With any move comes natural stressors, but relocating abroad presents a whole crop of new challenges: a different local language, new customs, new manners, and cultural norms. It’s typical to find yourself in a social situation where you’re not sure what is the right thing to do or say. And while coping with these stresses can initially be clouded with the “honeymoon phase” of travel, eventually an adjustment phase kicks in. This adjustment is what is known as culture shock.

What causes culture shock

The onset of culture shock varies from person to person - it can be anywhere from a couple of weeks to six months. The initial three months are often characterized as the honeymoon phase, where new cultural phenomenons might intrigue and delight more than upset. Everything seems new and exciting. But internally, our bodies are really dealing with physiological stress: lack of control, understanding new social norms, and perhaps difficulties in communicating. Trying to decipher how to respond properly in these situations can be exhausting and overstimulating.  

Culture shock symptoms

Culture shock can manifest in many ways, and can appear as fleeting feelings or can last for weeks. But indulging these feelings can lead to unhealthy behavior such as over- or under-eating, or serious sadness or depression. Watch for the following symptoms during your first few months:

  • Homesickness

  • Sadness/loneliness/hopelessness

  • Boredom

  • Aversion to social interaction, or withdrawing from local relationships and communicating only with family at home

  • Sleeping and eating too much

  • Stereotyping or an increased tendency to think badly of local culture and people

  • Uncontrollable emotions (like crying over seemingly anything)

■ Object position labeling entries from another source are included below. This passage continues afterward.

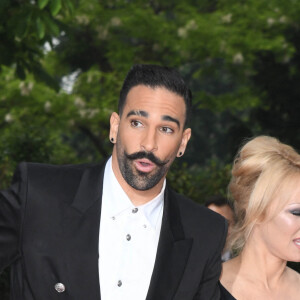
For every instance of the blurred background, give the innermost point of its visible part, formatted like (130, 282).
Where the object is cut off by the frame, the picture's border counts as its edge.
(63, 63)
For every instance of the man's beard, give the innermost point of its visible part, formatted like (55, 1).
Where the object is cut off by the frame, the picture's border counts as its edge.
(139, 180)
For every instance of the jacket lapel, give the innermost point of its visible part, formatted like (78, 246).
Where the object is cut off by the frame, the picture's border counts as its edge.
(172, 252)
(81, 233)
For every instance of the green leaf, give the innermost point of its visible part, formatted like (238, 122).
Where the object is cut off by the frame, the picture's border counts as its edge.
(55, 7)
(42, 3)
(69, 5)
(50, 25)
(40, 26)
(20, 72)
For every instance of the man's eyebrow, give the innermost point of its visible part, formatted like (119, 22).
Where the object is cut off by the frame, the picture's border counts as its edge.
(171, 119)
(141, 113)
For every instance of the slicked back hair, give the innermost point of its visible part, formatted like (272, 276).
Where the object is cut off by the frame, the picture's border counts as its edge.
(156, 76)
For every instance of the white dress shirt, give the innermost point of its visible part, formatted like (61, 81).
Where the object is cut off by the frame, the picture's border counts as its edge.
(128, 241)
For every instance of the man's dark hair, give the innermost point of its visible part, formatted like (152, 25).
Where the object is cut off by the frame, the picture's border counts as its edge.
(156, 76)
(217, 200)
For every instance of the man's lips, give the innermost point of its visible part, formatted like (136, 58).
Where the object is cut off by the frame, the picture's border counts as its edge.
(144, 165)
(297, 242)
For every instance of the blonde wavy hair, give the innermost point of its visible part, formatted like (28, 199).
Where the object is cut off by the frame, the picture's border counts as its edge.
(263, 176)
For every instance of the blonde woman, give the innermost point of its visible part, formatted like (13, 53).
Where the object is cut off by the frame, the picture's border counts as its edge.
(265, 188)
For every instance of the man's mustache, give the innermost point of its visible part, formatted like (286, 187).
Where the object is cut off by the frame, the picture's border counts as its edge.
(148, 155)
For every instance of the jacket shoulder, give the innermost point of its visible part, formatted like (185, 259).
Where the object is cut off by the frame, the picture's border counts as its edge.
(196, 217)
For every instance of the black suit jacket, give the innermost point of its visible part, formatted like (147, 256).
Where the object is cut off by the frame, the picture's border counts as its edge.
(49, 232)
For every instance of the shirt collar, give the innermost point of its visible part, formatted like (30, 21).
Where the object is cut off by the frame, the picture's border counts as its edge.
(119, 202)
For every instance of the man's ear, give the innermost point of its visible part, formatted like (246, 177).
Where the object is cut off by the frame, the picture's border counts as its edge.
(114, 127)
(186, 135)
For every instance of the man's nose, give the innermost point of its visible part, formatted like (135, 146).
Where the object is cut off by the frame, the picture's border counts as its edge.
(149, 141)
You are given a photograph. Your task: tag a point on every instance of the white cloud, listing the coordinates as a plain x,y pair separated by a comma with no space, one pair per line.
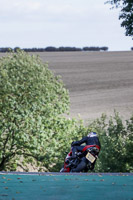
28,23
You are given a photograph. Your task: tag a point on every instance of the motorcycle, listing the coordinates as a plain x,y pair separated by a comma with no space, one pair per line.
89,155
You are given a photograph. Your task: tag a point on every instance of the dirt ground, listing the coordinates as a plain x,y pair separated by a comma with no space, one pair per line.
98,82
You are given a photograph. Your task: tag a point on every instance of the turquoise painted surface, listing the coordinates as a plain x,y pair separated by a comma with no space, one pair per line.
66,186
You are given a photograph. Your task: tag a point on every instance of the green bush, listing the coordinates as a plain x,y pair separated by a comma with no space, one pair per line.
33,130
31,101
116,138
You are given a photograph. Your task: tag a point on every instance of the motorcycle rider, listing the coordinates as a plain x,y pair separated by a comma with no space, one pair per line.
90,139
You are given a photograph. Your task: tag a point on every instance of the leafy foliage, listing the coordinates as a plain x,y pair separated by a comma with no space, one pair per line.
33,130
126,14
31,98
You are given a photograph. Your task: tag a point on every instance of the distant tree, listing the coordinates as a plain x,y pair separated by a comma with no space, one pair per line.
50,49
126,14
104,48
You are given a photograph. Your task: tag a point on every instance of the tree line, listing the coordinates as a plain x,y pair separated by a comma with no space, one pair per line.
53,49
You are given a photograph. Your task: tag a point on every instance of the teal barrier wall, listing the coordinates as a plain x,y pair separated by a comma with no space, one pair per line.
53,186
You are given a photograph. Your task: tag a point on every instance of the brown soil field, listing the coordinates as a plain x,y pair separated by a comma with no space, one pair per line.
98,82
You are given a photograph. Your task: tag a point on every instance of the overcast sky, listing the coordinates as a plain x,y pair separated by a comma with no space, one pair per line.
78,23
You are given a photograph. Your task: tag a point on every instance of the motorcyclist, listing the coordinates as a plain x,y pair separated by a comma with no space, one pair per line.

  • Constantly comparing your home country to your placement country

The symptoms of culture shock can come and go throughout your first year of teaching abroad.

How to manage the effects of culture shock

One of the best ways to manage culture shock is to be aware of symptoms as they crop up. When you start to experience them, it’s important to tell yourself, “What I’m experiencing now is probably culture shock.” After acknowledging that you are experiencing culture shock, which is a very normal reaction to lots of change, you can take the following steps to overcome any of the symptoms:

  • Reassure yourself that these feelings will eventually pass once you’ve settled.

  • Take time to connect with yourself and honor your needs: keep busy with activities you enjoy, exercise regularly, develop a new hobby and set time aside for it each day.

  • Dedicate some time to learning the local language to help overcome communication difficulties.

  • Be easy on yourself: adjusting is hard work.

  • Establish a daily routine that you stick to. Make sure to get lots of sleep and eat healthily.

  • Make your apartment more comfortable with souvenirs from back home.

  • Schedule time to indulge in a healthy dose of culture from your home country: listen to some music, watch one of your favourite movies, or eat your favourite dishes. These small things can help. And if you can, sharing some of your culture with local friends can provide some relief.

  • Try to stop yourself from making cultural value judgments or comparisons with your home country.

Most importantly: encourage yourself. Remind yourself of your reasons for going abroad in the first place. Each time culture shock symptoms show up, know that it’s just your body taking some time to adjust to everything that’s new. Eventually, you will feel more comfortable in your new country and these pangs of nostalgia and homesickness will be shorter and more controllable.

Again, culture shock is normal: it isn’t a sign that you aren’t suited to teaching abroad, it’s a sign that you’re human and you’re working through a very natural process. Being aware of the fact that you will likely experience some degree of culture shock is a good way to combat serious side effects or symptoms.